Ungewisser Blick in die Zukunft: Luzern ist seinem Ruf als weltoffene Stadt gerecht geworden und hat die «Masseneinwanderungs-Initiative» abgelehnt. (Bild: Emanuel Ammon/AURA)

Die Stadt Luzern stimmte über drei kommunale und eine kantonale Vorlage ab. Niedergelassenen Ausländern werden politische Mitwirkungsrechte gewährt. Ein Ja gab es auch zur Änderung der Gemeindeordnung bezüglich Ausgaben ohne Voranschlag. Abgelehnt wurde hingegen die Juso-Initiative, stattdessen wurde der Gegenvorschlag angenommen. Auf kantonaler Ebene wurde die Abschaffung der Liegenschaftensteuer gutgeheissen – nur die Stadt stimmte einsam dagegen.

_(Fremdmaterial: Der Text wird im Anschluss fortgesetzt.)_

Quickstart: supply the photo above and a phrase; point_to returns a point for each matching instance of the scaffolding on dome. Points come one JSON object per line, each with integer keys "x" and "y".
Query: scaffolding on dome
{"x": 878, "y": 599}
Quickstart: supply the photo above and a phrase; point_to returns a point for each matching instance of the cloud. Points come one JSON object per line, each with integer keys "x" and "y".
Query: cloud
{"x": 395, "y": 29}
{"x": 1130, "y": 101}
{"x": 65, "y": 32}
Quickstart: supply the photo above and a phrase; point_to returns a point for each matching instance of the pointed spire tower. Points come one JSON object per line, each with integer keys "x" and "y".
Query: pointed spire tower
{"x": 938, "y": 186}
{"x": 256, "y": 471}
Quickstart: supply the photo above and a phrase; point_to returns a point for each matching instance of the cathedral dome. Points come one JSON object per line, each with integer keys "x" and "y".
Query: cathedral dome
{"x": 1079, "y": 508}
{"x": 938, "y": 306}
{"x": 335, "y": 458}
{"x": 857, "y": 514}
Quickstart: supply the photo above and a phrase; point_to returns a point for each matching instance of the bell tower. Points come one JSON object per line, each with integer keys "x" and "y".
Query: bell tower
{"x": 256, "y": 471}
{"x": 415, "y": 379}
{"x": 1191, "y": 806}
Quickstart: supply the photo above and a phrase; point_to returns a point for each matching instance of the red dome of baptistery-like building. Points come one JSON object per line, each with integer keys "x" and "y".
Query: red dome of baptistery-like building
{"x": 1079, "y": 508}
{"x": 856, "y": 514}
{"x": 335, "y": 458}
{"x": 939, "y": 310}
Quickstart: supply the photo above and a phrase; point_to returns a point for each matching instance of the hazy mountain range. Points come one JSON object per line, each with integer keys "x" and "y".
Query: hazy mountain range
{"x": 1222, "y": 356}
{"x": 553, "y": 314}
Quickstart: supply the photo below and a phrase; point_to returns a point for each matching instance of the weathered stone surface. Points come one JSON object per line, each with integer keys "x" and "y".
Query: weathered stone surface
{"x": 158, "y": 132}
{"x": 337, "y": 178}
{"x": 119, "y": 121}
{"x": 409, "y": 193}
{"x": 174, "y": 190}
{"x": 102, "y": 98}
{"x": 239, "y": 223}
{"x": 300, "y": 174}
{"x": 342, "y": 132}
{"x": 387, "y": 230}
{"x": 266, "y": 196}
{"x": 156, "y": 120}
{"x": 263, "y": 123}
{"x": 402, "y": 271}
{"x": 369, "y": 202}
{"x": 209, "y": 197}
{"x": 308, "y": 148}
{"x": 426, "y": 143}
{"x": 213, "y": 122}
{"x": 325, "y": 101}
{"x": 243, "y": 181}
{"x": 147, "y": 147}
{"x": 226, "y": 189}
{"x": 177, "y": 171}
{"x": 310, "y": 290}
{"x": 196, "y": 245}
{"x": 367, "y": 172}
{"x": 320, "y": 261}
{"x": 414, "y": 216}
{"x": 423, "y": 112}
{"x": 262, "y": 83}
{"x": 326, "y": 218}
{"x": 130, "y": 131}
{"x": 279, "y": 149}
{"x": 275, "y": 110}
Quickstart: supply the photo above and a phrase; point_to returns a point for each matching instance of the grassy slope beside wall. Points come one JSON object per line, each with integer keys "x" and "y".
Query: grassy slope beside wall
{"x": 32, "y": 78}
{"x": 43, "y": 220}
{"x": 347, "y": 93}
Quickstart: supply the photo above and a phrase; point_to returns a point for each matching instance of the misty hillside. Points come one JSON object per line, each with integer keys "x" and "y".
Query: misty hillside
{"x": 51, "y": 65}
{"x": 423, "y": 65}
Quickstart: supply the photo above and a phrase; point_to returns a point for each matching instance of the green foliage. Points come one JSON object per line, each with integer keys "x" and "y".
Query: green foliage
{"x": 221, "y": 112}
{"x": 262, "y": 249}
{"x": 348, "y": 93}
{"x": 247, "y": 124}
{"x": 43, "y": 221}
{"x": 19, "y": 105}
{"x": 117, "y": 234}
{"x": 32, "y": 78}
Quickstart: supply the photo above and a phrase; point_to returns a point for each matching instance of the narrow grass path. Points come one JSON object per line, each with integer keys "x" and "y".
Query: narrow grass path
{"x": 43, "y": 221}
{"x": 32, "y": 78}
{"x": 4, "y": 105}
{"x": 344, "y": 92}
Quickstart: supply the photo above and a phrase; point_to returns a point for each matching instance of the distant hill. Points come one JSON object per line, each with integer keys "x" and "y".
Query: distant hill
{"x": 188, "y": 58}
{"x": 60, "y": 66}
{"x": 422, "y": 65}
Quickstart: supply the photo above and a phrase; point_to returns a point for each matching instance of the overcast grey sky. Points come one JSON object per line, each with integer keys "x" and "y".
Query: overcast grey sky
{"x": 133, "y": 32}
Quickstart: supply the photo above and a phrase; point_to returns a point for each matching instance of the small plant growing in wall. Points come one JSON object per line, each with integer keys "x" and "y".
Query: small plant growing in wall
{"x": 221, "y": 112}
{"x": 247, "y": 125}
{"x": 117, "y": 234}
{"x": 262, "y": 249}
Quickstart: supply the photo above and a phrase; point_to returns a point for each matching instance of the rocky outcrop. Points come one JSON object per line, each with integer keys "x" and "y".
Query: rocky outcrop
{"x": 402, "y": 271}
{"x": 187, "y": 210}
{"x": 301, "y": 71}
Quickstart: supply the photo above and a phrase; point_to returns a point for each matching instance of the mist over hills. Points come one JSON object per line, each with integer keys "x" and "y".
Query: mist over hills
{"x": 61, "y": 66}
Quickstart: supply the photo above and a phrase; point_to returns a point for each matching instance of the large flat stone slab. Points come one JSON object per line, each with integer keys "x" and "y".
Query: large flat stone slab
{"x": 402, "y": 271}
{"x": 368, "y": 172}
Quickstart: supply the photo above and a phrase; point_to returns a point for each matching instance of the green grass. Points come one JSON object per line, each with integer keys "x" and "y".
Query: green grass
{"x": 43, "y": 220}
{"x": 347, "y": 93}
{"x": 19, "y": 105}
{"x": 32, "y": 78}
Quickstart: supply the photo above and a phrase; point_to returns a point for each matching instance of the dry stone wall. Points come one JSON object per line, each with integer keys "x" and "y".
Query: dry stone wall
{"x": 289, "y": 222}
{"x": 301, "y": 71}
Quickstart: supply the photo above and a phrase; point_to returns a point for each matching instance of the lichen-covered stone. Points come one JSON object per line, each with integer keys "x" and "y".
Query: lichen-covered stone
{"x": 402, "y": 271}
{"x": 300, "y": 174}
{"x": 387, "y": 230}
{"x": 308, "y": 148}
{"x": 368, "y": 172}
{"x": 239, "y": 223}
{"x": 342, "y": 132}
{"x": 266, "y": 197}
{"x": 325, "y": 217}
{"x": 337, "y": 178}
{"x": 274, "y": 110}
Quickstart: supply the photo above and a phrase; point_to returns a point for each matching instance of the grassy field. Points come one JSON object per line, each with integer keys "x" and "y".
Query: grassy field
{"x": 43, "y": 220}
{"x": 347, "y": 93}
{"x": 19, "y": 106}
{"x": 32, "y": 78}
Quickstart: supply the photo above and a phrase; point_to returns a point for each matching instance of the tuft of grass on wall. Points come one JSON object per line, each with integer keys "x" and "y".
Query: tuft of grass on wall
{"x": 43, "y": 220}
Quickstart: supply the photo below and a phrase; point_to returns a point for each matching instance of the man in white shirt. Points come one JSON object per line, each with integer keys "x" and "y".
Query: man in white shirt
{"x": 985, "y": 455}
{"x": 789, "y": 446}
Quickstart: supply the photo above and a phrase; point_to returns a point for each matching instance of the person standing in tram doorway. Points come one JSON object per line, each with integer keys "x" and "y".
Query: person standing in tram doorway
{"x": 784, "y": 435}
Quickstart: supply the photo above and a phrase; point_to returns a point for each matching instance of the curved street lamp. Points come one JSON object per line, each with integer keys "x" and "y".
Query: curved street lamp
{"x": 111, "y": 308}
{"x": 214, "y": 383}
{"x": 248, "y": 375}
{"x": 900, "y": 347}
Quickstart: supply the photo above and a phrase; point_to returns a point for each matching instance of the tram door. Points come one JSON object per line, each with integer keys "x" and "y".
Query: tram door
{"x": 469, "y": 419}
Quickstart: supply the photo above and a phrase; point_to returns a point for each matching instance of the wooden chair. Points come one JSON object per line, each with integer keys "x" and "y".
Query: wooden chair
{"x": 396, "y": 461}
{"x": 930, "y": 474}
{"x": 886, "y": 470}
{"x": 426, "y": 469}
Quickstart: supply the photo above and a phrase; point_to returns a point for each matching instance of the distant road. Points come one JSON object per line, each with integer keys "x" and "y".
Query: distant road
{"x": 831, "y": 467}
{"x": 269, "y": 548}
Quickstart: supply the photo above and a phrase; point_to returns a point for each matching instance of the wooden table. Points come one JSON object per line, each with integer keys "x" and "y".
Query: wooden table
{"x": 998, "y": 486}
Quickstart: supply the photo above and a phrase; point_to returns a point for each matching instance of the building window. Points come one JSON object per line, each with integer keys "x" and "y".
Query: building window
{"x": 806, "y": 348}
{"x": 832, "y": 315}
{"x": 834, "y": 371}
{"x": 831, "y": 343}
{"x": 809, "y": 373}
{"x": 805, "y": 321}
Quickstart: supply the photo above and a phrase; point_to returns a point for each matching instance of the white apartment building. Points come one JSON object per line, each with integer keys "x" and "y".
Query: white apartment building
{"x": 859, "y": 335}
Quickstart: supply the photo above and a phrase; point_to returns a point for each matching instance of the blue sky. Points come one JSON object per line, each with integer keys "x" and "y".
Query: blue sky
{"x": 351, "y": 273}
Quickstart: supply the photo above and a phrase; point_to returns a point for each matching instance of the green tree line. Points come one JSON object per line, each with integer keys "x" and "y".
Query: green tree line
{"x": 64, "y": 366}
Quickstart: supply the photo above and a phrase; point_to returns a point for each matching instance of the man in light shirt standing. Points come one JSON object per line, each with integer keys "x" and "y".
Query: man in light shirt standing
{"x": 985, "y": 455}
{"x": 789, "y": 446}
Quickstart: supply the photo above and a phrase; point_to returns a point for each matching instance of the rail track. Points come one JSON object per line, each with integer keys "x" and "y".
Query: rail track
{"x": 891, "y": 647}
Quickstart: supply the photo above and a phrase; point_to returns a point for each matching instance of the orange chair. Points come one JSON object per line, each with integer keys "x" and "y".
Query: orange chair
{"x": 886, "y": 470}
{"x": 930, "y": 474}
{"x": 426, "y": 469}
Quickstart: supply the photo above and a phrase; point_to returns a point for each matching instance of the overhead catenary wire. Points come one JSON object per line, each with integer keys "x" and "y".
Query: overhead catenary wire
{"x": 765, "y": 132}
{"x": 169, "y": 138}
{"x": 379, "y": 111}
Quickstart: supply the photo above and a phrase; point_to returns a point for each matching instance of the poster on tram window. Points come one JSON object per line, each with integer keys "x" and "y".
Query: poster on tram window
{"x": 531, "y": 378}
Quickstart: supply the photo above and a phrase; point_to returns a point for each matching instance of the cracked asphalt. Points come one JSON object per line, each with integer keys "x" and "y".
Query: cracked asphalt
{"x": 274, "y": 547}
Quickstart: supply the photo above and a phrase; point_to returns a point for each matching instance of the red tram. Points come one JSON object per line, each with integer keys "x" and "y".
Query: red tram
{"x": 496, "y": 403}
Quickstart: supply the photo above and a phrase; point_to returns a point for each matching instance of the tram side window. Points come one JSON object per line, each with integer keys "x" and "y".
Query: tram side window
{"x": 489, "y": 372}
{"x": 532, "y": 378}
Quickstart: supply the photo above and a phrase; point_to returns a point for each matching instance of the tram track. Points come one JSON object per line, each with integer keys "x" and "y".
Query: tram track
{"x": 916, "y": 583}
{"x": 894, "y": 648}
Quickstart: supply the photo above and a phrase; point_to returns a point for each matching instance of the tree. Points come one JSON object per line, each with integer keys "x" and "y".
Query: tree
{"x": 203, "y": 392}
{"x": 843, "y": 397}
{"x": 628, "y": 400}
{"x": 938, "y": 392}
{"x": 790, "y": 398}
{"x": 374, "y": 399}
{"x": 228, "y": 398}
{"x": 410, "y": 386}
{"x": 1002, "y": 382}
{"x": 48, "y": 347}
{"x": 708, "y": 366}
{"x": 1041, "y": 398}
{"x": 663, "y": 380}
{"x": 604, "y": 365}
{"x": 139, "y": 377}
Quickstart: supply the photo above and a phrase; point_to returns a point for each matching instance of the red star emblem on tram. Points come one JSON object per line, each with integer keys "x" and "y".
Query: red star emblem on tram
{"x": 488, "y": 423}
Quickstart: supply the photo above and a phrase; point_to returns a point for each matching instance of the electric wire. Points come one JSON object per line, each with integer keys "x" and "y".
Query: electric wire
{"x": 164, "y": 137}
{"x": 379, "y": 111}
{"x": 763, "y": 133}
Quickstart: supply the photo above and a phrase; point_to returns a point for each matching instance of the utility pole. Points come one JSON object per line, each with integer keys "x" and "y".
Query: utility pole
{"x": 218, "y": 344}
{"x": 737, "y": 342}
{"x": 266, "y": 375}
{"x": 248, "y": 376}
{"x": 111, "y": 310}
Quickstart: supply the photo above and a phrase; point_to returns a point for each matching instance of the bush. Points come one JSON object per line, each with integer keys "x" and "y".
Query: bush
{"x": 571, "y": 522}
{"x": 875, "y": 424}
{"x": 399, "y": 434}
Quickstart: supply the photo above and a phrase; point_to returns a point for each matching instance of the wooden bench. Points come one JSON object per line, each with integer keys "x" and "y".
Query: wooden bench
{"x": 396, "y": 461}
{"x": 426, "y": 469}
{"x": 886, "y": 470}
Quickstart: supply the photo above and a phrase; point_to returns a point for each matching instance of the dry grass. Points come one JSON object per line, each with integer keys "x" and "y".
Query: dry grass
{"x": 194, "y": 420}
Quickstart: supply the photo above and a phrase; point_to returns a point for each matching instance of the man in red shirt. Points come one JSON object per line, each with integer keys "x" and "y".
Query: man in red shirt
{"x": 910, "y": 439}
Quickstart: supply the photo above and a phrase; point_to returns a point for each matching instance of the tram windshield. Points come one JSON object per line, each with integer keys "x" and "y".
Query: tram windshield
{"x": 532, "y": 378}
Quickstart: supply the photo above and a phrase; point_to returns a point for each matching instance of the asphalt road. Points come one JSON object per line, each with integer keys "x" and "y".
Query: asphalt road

Die Stimmbeteiligung war in Luzern mit über 52 Prozent sehr hoch. Vor allem die nationale Vorlage «gegen Masseneinwanderung» mobilisierte die Stimmbürger an diesem Wochenende. Die Stadt hat diese erwartungsgemäss mit 60,3 Prozent abgelehnt und sogar ein Zeichen in eine gegenteilige Richtung gesetzt: Niedergelassene Ausländerinnen und Ausländer mit C-Ausweis erhalten erstmals die Möglichkeit, sich stärker politisch einzubringen. Sie sollen künftig Bevölkerungsanträge lancieren und unterschreiben dürfen. Der Bevölkerungsantrag wird die Volksmotion ersetzen. Die nötige Stimmenzahl wird aber von 100 auf 200 erhöht.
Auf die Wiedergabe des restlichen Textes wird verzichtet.